You’ll never become the best writer you can become — which is the beauty of writing.
With the written word, there’s always room for improvement.
I’ve got three simple things you can do to fine-tune your writing so you can better express your thoughts and keep readers coming back for more.
Let’s go!
1/ Write first, then edit
One common mistake people make is editing as they write.
This is a fatal error, one that’s stopping you from having real impact with your words.
Sometimes people think to themselves, “If I edit as I write, I’m knocking out two tasks instead of just one.”
WRONG!
Editing is meant to be done AFTER writing, not during.
Why is that?
Well, when you’re writing, you’re getting your thoughts out on to the page.
Oftentimes when you write, you don’t even know what some of your thoughts are…
Which is why writing is referred to as a process of discovery.
Your own writing allows you to discover thoughts and insights you might not have known you have.
Does an archaeologist stop digging when he comes across one single find?
No! He keeps digging so he can find new stuff. If he stopped digging when he found one relic and focused solely on that one relic — polishing it, cleaning it, taking photos of it — he’d never move on to find the other good stuff that’s buried in the dirt.
Write your entire first draft… or, at the very least, write as much of it as you can. Then go back and edit it.
2/ Read it out loud.
Online writing needs to be conversational.
If it sounds too formal, readers lose interest.
Once you’ve finished your first draft and you’ve begun editing, read your writing out loud.
It’ll reveal areas where pacing is off and where revisions need to be made.

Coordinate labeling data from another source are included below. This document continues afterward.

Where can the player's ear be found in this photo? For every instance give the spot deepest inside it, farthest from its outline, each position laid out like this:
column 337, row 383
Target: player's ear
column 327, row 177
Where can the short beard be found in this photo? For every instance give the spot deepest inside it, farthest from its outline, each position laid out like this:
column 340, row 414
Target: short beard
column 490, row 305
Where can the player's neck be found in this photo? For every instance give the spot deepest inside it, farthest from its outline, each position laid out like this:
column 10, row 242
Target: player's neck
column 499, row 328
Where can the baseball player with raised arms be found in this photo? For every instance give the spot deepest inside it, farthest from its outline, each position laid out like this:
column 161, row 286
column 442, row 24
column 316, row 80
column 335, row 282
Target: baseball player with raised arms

As a general rule, when writing online, pretend as though you’re sitting in a coffee shop with a friend.
When you’re sitting with a friend, you don’t talk in technical jargon or in some fancy academic fashion…
You speak in simple language. Slang included.
If you’ve written something that reads differently than something you’d say in a conversation with a friend, go back and edit it to make it conversational.
After all, most readers online have a very low reading level and our duty as content and copy writers is to continually hook the reader so they keep going.
3/ Use lots of white space
For some reason, the human brain doesn’t really like big blocks of text.
Unless we’re reading a novel, a biography, or some other print book, we don’t want to see big long paragraphs.
One of the reasons print books don’t use white space is because they have a limited number of physical pages to fit the story into.
When you’re writing digitally, you have tons and tons of space.
Take advantage of it. Be liberal with the “return” key.
Something about white space pleases our senses; something about text blocks deters us.
There is really no right way to use white space. You don’t need to hit “return” after every end-stop… you can write more than one sentence per line, as long as the two sentences relate to one another.
Do your readers a favor by giving them plenty of white space. They’ll appreciate you.